誰も聞いてくれないおやじのしょうもない話

祖母と歌舞伎

2017-11-17 08:28:18 | 音楽芸能
 Facebookで交流させていただいている丹羽幸子さんが、先日、往年の名歌舞伎役者「守田勘彌」についてお書きになっていたので、数年前にブログに書き込んだ記事のことを思い出し、編集し直して再掲してみた。
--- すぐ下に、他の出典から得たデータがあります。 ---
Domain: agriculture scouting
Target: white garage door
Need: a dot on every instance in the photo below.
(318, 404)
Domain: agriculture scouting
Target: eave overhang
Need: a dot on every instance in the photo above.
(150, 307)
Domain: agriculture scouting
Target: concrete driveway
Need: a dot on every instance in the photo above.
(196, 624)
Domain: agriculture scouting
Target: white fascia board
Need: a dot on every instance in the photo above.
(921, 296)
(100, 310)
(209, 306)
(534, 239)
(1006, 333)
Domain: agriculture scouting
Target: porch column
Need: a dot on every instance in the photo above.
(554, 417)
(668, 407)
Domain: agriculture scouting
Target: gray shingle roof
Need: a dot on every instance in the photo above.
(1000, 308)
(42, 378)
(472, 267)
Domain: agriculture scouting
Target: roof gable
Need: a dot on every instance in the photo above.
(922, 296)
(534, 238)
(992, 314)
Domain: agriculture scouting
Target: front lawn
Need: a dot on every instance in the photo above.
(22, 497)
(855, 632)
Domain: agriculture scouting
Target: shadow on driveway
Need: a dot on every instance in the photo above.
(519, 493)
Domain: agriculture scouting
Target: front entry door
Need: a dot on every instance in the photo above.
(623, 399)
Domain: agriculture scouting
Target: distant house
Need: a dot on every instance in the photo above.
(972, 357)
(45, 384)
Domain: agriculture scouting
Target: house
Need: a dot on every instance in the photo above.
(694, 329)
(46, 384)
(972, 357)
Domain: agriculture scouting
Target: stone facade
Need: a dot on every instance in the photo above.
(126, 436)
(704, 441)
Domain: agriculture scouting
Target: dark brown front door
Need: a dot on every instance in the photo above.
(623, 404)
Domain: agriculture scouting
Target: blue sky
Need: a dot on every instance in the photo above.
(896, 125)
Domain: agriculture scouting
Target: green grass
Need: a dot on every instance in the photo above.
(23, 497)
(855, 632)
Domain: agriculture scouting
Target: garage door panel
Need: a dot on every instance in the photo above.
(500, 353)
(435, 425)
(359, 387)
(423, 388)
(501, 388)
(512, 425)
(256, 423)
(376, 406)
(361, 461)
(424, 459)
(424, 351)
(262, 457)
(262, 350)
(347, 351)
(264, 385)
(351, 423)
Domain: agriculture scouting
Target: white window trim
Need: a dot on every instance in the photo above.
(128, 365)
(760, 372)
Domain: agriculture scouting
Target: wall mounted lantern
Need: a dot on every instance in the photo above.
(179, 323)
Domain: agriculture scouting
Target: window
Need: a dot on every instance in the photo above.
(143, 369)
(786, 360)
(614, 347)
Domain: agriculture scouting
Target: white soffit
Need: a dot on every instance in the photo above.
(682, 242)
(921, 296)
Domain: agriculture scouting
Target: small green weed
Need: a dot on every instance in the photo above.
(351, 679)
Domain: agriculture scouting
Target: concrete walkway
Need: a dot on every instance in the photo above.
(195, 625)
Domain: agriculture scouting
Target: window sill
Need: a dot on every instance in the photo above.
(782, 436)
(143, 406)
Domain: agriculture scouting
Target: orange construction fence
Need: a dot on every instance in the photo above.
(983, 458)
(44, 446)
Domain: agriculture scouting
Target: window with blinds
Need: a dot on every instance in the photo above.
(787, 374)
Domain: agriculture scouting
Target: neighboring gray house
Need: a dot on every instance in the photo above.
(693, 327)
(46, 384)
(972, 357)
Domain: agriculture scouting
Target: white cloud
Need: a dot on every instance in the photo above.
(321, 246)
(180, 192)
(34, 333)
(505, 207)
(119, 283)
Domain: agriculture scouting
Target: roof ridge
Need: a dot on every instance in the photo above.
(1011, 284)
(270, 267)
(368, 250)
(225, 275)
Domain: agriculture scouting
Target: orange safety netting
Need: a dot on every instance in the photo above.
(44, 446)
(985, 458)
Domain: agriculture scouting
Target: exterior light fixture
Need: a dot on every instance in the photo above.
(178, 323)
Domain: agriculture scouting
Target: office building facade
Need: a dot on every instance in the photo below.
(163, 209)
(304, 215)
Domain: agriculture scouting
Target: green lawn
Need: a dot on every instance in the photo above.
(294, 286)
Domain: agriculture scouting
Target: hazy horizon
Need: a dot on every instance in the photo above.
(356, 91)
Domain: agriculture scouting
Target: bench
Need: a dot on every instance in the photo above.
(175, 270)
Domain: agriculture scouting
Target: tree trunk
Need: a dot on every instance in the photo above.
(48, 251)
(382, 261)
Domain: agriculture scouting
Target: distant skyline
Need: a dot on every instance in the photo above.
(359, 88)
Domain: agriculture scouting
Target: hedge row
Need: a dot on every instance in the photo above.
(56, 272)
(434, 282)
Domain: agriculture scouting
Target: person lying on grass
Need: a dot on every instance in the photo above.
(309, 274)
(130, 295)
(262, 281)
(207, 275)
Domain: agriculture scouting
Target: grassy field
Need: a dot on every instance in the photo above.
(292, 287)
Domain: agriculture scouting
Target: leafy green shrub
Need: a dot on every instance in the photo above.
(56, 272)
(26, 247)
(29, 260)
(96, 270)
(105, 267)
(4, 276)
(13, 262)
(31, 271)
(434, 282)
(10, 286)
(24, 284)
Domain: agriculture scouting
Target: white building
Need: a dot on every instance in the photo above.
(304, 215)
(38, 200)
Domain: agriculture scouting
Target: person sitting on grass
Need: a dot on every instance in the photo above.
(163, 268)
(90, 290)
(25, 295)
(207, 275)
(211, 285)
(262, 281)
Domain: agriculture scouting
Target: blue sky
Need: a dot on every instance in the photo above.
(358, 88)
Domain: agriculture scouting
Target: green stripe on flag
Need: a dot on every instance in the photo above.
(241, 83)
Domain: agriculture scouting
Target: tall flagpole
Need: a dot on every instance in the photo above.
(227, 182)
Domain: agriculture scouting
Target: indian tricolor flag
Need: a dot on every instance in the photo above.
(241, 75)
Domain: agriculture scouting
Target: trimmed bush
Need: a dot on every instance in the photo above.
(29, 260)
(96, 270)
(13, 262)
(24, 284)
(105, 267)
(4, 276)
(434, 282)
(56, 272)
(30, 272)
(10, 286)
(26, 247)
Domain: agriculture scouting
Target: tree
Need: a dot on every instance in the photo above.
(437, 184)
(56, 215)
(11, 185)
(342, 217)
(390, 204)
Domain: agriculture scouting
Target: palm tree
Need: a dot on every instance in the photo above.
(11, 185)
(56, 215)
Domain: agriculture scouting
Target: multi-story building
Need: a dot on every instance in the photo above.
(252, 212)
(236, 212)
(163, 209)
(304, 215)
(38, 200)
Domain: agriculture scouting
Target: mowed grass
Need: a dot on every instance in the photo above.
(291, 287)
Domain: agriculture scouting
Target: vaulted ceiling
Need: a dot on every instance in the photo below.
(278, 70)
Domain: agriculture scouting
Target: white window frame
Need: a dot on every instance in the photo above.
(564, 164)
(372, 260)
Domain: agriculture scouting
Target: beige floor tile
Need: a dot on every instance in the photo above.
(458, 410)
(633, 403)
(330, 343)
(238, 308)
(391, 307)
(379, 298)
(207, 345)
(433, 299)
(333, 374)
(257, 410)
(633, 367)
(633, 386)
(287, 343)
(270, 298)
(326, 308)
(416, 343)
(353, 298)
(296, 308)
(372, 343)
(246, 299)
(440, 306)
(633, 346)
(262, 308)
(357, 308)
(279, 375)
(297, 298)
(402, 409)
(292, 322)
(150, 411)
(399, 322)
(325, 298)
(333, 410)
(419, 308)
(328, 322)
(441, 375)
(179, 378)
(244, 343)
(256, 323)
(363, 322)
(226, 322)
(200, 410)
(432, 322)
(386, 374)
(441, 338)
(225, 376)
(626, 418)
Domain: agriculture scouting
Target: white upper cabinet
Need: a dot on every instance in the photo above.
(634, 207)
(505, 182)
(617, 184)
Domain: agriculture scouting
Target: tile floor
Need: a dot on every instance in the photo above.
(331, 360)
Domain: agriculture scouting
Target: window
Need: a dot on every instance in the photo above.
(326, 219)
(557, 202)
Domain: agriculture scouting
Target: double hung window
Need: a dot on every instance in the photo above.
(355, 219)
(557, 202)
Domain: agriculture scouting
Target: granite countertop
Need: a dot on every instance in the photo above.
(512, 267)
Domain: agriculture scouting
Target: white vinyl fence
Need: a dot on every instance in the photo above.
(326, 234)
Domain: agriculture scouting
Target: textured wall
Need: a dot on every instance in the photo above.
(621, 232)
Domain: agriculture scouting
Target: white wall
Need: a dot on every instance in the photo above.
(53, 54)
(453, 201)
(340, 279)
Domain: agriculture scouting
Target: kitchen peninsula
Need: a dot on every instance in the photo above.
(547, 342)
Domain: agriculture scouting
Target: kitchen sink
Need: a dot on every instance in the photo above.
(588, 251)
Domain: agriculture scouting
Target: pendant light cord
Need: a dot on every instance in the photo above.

 僕は両親が共稼ぎだったので、幼い頃、日中はほとんど祖母のそばで過ごした。祖母はご近所から口うるさい「やかましモン」と言われていたらしいが、結構いろんな人が訪ねてきて会話にふけっていたのを憶えている。そんな会話の中に度々、祖母の口から「モリタカンヤ」という名前を聞いた。ものごころついてから、それは「守田勘彌」という歌舞伎役者の名前であることが分かった。
 若くして夫と死別し、貧しい生活の中、苦労して僕の父と叔父を育て上げた祖母は歌舞伎を観に行けるような環境にはなかったはずだ。しかもテレビもまだない時代。守田勘彌について熱く語る祖母の情報源はいったい何だったのだろう。40年前に祖母が亡くなった後、一度調べてみたことがある。一つだけ可能性があることがわかった。それは守田勘彌が新派女優の水谷八重子と結婚して、一緒に新派の一座を主宰していた頃、全国を巡業していたらしい。熊本にも何度か来演したようだ。ひょっとしたら、そんな公演にでも行く機会があったのだろうか。しかし、その公演は新派だったはず。歌舞伎について妙に詳しかった祖母の知識はいったいどこで得ていたのだろう。謎は残る。
 守田勘彌は由緒ある歌舞伎の大名跡。14代目が昭和50年に亡くなった後、後を継ぐ人が出ていない。いずれ養子の坂東玉三郎が襲名するのだろうか。ちなみに今の坂東玉三郎は5代目。その前の4代目玉三郎は若き日の守田勘彌である。